Apr 22, 2022 - News

Trail Notes: Inside Walker's listening tour campaign

Illustration: Allie Carl/Axios

Herschel Walker has been avoiding open-press events and skipped the first debate in the U.S. Senate primary, but he's still leading in polls.

So what is he doing?

Smaller political events, private fundraisers and group roundtables.

  • He's met with law enforcement, business leaders, nonprofit activists, mental health professionals and more, in almost every community he visits.

Why it matters: As someone who needs no name ID, Walker, who was until recently living in Texas as a businessman and mental health advocate, says he's trying to learn from his potential constituents.

As he put it at one roundtable Axios attended in LaGrange, Ga., on Monday:

"When I decided to run I said what I want to do, I want to go out and meet the people. I think it's so, so important. I think politicians in Washington assume they know everything. And that's not true."
— Herschel Walker

And assume he knew everything, Walker did not. He peppered attendees with questions about their issues and how the federal government could step in.

Walker listened as LaGrange's police chief Lou Dekmar outlined the grave needs for mental health care coverage in the local criminal justice system.

  • Dekmar suggested block grants from the federal government to enable the community to build long-term care options for repeat offenders with mental illnesses.
  • Walker asked for clarification about how block grants work.

Walker took notes while the local district attorney John Herbert Cranford said that if the state raises the age classification of an "adult" in the criminal justice system to over 18, the community will need federal money to cover the costs for 17-year-olds in juvenile detention.

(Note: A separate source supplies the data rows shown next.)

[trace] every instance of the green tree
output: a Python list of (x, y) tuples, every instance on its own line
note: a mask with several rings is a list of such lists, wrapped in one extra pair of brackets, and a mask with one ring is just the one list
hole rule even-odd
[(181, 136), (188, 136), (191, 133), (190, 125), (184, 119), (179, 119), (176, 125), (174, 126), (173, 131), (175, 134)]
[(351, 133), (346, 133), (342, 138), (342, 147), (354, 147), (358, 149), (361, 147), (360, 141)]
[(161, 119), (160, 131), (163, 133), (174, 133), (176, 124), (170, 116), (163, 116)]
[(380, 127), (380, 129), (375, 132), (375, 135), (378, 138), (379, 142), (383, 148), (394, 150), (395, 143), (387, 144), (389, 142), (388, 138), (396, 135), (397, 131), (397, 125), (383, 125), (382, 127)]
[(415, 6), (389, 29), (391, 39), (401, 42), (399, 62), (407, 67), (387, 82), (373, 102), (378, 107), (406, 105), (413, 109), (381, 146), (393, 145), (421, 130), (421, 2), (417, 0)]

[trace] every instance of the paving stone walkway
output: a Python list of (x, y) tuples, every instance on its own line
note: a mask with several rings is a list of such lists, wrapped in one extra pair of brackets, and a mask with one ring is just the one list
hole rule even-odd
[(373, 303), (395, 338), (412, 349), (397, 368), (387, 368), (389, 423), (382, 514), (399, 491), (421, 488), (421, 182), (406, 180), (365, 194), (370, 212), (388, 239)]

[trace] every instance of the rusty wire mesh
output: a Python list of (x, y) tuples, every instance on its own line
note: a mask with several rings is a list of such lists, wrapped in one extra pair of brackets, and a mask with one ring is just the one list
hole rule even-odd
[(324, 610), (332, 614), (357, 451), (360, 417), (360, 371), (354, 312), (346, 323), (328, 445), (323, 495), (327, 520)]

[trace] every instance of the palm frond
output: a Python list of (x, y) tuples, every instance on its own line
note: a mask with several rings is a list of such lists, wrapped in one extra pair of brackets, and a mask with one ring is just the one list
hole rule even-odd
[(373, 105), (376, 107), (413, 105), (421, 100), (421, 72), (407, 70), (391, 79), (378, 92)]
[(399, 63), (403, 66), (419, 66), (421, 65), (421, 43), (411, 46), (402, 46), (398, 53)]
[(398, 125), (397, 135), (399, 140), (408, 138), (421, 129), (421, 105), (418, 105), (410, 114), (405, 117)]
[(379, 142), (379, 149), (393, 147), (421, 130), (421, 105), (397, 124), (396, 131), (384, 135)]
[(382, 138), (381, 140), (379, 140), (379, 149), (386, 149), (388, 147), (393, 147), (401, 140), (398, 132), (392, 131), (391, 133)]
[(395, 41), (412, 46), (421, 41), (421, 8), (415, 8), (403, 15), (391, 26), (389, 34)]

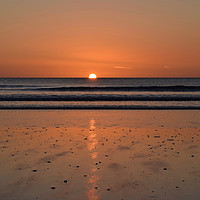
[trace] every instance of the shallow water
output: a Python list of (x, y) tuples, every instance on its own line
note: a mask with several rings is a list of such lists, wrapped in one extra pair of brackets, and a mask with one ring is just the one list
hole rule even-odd
[(197, 200), (199, 119), (199, 111), (0, 111), (0, 198)]

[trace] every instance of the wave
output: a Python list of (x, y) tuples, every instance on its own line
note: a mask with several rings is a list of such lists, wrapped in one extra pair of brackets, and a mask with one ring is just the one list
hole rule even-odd
[(200, 106), (144, 106), (144, 105), (1, 105), (0, 110), (200, 110)]
[(200, 91), (200, 86), (83, 86), (83, 87), (41, 87), (37, 85), (0, 85), (0, 89), (13, 89), (23, 91), (175, 91), (175, 92), (190, 92)]
[(200, 95), (194, 94), (83, 94), (83, 95), (45, 95), (11, 94), (0, 95), (0, 101), (200, 101)]

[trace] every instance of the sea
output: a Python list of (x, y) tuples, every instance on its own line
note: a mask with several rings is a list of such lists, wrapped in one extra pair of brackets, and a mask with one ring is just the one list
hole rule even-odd
[(0, 109), (200, 109), (200, 78), (0, 78)]

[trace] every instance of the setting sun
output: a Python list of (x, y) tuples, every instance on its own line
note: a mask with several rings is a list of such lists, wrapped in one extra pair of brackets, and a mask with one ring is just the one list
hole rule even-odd
[(90, 78), (90, 79), (95, 79), (95, 78), (97, 78), (97, 76), (96, 76), (96, 74), (90, 74), (90, 75), (89, 75), (89, 78)]

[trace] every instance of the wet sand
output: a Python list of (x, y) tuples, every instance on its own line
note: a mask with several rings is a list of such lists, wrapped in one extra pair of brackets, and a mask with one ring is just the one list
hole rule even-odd
[(198, 200), (199, 111), (0, 111), (0, 199)]

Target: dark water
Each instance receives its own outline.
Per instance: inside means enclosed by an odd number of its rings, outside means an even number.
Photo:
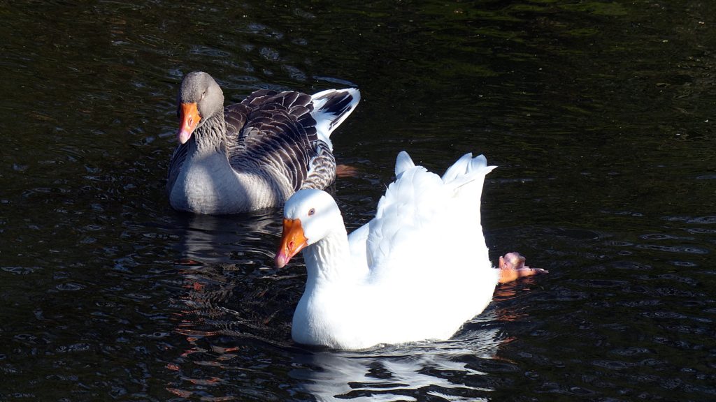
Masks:
[[[716,400],[710,3],[200,3],[0,4],[0,400]],[[165,197],[194,69],[233,101],[360,88],[352,228],[400,150],[484,153],[491,254],[551,273],[449,341],[293,343],[279,212]]]

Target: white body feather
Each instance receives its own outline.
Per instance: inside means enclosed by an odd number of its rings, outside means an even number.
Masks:
[[[493,168],[468,154],[441,178],[401,152],[397,180],[367,225],[347,237],[339,212],[305,220],[308,278],[294,339],[342,349],[442,340],[481,313],[498,280],[480,220],[483,182]],[[326,197],[297,192],[286,203],[286,217]],[[314,224],[326,227],[308,227]],[[311,239],[317,232],[321,238]]]

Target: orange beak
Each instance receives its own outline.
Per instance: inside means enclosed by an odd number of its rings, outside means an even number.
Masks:
[[[183,103],[179,109],[179,132],[177,133],[177,138],[179,142],[186,143],[191,137],[191,134],[194,132],[196,126],[201,120],[199,116],[199,110],[196,108],[196,102]]]
[[[304,235],[300,219],[284,219],[284,235],[281,237],[281,246],[276,253],[276,266],[283,268],[291,258],[309,245],[308,240]]]

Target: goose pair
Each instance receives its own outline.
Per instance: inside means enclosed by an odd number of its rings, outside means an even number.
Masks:
[[[276,265],[302,252],[306,288],[294,315],[298,343],[362,349],[451,337],[500,282],[546,273],[511,253],[493,268],[480,224],[488,166],[467,154],[442,177],[398,155],[375,217],[347,233],[322,191],[335,177],[330,134],[354,109],[354,89],[306,95],[257,91],[223,107],[207,74],[182,83],[181,143],[169,170],[173,207],[205,214],[286,201]]]

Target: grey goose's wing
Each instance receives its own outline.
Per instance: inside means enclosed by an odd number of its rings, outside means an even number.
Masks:
[[[330,184],[335,178],[335,160],[319,139],[312,111],[311,95],[265,89],[228,107],[225,115],[231,165],[239,171],[254,172],[271,167],[286,177],[294,191],[309,182]],[[234,121],[234,114],[242,114],[244,120],[237,117]],[[241,128],[239,122],[243,122]],[[316,175],[321,175],[320,180]]]

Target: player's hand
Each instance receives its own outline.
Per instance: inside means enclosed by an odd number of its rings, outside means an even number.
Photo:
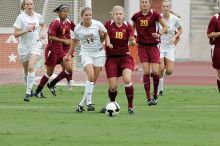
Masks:
[[[69,53],[66,54],[66,56],[63,57],[63,62],[70,61],[71,55]]]
[[[106,46],[108,46],[110,49],[113,48],[113,45],[111,43],[107,43]]]
[[[136,41],[135,41],[135,38],[133,36],[129,37],[129,45],[130,46],[135,46],[136,45]]]
[[[175,41],[176,41],[176,38],[173,37],[173,38],[170,40],[170,44],[173,45]]]
[[[71,39],[65,39],[65,40],[63,41],[63,43],[64,43],[65,45],[71,46],[72,43],[73,43],[73,41],[72,41]]]
[[[160,38],[160,34],[158,34],[158,33],[152,33],[152,36],[155,39],[159,39]]]
[[[35,30],[35,25],[31,25],[30,27],[28,27],[27,32],[34,32]]]
[[[101,38],[105,37],[105,32],[102,29],[99,29],[99,35]]]

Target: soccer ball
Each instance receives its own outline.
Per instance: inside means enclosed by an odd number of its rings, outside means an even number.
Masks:
[[[106,106],[105,113],[109,117],[115,117],[120,112],[120,106],[117,102],[109,102]]]

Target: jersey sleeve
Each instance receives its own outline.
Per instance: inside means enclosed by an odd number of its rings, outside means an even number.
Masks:
[[[76,25],[76,27],[73,31],[73,37],[74,37],[74,39],[80,40],[79,33],[78,33],[78,28],[79,28],[78,25]]]
[[[128,35],[129,37],[134,36],[134,30],[131,26],[131,24],[128,23]]]
[[[131,17],[131,20],[132,20],[133,22],[136,22],[136,20],[137,20],[136,14],[134,14],[134,15]]]
[[[179,28],[180,26],[182,26],[182,22],[181,22],[181,20],[178,17],[176,17],[175,27]]]
[[[15,20],[15,23],[13,24],[13,27],[18,28],[18,29],[22,29],[22,19],[20,16],[17,17],[17,19]]]
[[[154,15],[156,17],[156,21],[159,21],[160,19],[162,19],[161,15],[155,11],[154,11]]]
[[[102,31],[107,32],[105,26],[101,22],[98,22],[98,25]]]
[[[209,22],[207,34],[215,32],[215,27],[216,27],[215,25],[216,25],[216,18],[215,16],[213,16]]]
[[[58,29],[58,27],[59,27],[59,22],[54,20],[48,29],[48,35],[56,36],[57,35],[56,30]]]

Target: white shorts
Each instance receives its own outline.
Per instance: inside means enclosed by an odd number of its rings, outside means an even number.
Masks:
[[[18,47],[19,59],[21,62],[28,61],[32,54],[39,56],[42,52],[43,52],[43,49],[42,49],[42,44],[40,42],[34,45]]]
[[[167,58],[171,61],[175,61],[175,46],[169,45],[166,46],[160,46],[160,58]]]
[[[83,68],[85,68],[88,64],[93,64],[96,67],[103,67],[105,64],[106,57],[105,56],[99,56],[99,57],[91,57],[88,55],[82,55],[81,61]]]

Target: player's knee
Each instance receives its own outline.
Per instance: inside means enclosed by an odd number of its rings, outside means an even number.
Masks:
[[[166,70],[166,72],[165,72],[165,74],[168,75],[168,76],[171,75],[172,73],[173,73],[172,70]]]
[[[28,72],[34,72],[34,67],[33,66],[28,66]]]
[[[109,90],[110,91],[116,91],[117,90],[117,85],[110,85]]]
[[[92,76],[92,75],[90,75],[90,76],[88,76],[88,80],[89,80],[90,82],[95,82],[95,77]]]

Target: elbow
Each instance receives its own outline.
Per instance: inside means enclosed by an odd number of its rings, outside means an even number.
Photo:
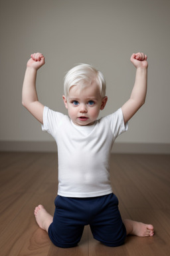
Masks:
[[[26,104],[25,104],[25,102],[23,101],[23,99],[22,99],[22,105],[23,107],[26,107]]]

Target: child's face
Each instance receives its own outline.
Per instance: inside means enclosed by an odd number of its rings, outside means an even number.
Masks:
[[[68,97],[63,96],[63,100],[74,123],[91,125],[98,118],[100,110],[104,109],[108,97],[102,99],[98,86],[93,83],[83,88],[79,85],[72,87]]]

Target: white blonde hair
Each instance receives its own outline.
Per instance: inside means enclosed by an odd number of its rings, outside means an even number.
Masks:
[[[64,80],[64,94],[67,97],[70,89],[74,85],[86,86],[96,81],[99,87],[100,95],[106,94],[106,84],[103,74],[91,65],[79,64],[71,69],[65,75]]]

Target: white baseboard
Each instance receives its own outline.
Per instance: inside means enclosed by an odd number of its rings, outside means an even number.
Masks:
[[[0,141],[0,151],[54,152],[54,141]],[[170,154],[170,143],[115,143],[116,153]]]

  • Walker asked what the drinking age and the enlistment ages are, for context.

The group also asked for help gaining the ability to geofence jails and prisons to jam contraband cell phone use, in an effort to stifle gang organizing from behind bars. (The FCC regulates signal jamming.)

  • Walker asked why inmates were able to have cell phones; officials explained that they are contraband.

"I don't know everything, and I'm learning a lot more than I thought I knew," Walker told the group.

Trail mix: On the other side of the aisle, Democratic incumbent Sen. Raphael Warnock released an ad with a unique tone: "A magician? I'm not. So in just a year in the Senate did I think I could fix Washington? Of course not."